Il faut attendre 1964 pour qu’un musée, le Kaiser Wilhelm Museum de Krefeld (land de Rhénanie-du-Nord-Westphalie, en Allemagne), acquière une affiche de J. Villeglé (R. H. et J. V. cessent leur coopération artistique en 1954), intitulée Carrefour Auguste Delaune - Brigitte Bardot (1963).

Jacques Villeglé, Lacéré anonyme, 1969. Encre et gouache sur papier marouflé sur aggloméré peint. 66 x 58 cm. Collection Michèle & Yves di Folco (c) Adagp Paris 2008 1969 marque un tournant dans la démarche artistique de Jacques Villeglé. Alors que le président américain Richard Nixon rencontre Charles de Gaulle à Paris, l’artiste aperçoit sur les murs d’un couloir de métro des graffiti anti-américains. Ce sera le point de départ de L’Alphabet socio-politique, qui s’inspire de la guérilla des symboles dont traite Serge Tchakhotine, dans Le Viol des foules par la propagande politique (1939).

Après Paris, J. Villeglé doit “décentraliser” sa pratique du décollage des affiches en raison d’un sévissement de politique en la matière. En 1997, il crée L’Atelier d’Aquitaine dédié à la collecte en équipe d’affiches dans différentes régions de France.
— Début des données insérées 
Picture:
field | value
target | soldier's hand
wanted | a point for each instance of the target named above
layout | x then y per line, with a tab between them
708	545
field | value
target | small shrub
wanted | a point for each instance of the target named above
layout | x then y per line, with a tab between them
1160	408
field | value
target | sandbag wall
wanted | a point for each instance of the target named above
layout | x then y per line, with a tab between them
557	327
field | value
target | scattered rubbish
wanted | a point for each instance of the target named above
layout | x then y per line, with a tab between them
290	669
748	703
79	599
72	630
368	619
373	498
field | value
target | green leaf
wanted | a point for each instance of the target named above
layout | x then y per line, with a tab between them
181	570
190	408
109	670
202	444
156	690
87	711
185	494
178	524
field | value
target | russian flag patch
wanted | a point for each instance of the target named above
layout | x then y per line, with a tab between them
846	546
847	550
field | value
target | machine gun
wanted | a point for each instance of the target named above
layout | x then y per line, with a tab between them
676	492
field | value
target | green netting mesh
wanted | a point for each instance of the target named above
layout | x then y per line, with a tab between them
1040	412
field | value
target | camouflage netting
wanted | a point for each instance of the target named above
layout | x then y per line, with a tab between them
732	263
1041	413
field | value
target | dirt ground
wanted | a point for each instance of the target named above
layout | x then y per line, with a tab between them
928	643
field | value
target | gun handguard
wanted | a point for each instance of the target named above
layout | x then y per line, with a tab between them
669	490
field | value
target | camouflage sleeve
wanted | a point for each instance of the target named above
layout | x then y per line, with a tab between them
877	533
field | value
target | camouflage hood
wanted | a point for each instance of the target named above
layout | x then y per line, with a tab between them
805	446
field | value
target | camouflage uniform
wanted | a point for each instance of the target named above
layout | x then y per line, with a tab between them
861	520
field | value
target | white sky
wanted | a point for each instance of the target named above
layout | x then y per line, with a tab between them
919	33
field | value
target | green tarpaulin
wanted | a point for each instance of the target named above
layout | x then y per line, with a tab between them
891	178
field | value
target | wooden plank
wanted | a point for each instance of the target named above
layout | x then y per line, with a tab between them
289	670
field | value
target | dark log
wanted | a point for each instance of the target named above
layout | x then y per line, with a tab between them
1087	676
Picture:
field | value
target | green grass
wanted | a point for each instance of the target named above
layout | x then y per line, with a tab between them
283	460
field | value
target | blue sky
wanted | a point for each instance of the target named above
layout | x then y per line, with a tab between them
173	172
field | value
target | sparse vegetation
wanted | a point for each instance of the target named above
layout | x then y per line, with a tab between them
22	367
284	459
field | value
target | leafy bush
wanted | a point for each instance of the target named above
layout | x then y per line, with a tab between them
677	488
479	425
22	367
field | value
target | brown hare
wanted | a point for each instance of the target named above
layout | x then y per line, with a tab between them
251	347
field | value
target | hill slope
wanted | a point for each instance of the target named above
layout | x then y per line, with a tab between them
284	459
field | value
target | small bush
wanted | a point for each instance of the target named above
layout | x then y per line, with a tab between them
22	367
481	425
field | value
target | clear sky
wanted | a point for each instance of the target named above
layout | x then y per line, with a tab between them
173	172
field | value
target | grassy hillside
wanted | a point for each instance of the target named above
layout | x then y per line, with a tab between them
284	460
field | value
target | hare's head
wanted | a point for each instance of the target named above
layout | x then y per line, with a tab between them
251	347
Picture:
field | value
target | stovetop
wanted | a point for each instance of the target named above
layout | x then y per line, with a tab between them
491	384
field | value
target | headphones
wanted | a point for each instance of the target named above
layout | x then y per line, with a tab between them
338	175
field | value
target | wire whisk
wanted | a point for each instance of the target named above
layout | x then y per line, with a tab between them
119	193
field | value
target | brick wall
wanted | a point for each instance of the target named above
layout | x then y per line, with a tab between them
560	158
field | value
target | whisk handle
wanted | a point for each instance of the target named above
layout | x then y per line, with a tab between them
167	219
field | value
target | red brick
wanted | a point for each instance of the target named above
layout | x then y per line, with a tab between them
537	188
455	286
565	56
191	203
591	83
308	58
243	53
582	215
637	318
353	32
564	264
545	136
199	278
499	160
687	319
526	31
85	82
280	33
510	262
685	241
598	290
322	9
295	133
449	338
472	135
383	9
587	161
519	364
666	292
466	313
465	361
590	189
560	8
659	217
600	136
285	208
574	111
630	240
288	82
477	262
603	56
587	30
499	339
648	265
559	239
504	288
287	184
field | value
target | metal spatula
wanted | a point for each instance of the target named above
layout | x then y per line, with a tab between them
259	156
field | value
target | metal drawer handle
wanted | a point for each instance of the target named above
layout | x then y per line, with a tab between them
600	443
En 2003, L’Atelier d’Aquitaine est invité à Buenos Aires. Ce sera la dernière expédition de J. Villeglé qui cesse d’arracher des affiches. L’artiste se concentre désormais presque exclusivement au graphisme socio-politique.

Se décrivant comme un “ravisseur d’affiches”, Jacques Villeglé rencontre aujourd’hui un écho frappant chez les jeunes générations. D’où cette rétrospective,  certes tardive mais opportune, se justifie Alain Seban, président du Centre Pompidou.

L’oeuvre de l’artiste donne un aperçu des réalités urbaines au cours des décennies passées, dont la narration nous est restituée de manière fragmentée à travers des affiches lacérées. Cette vision nous permet de porter un regard critique, mais aussi ludique, sur notre environnement visuel quotidien. Notre “comédie urbaine”.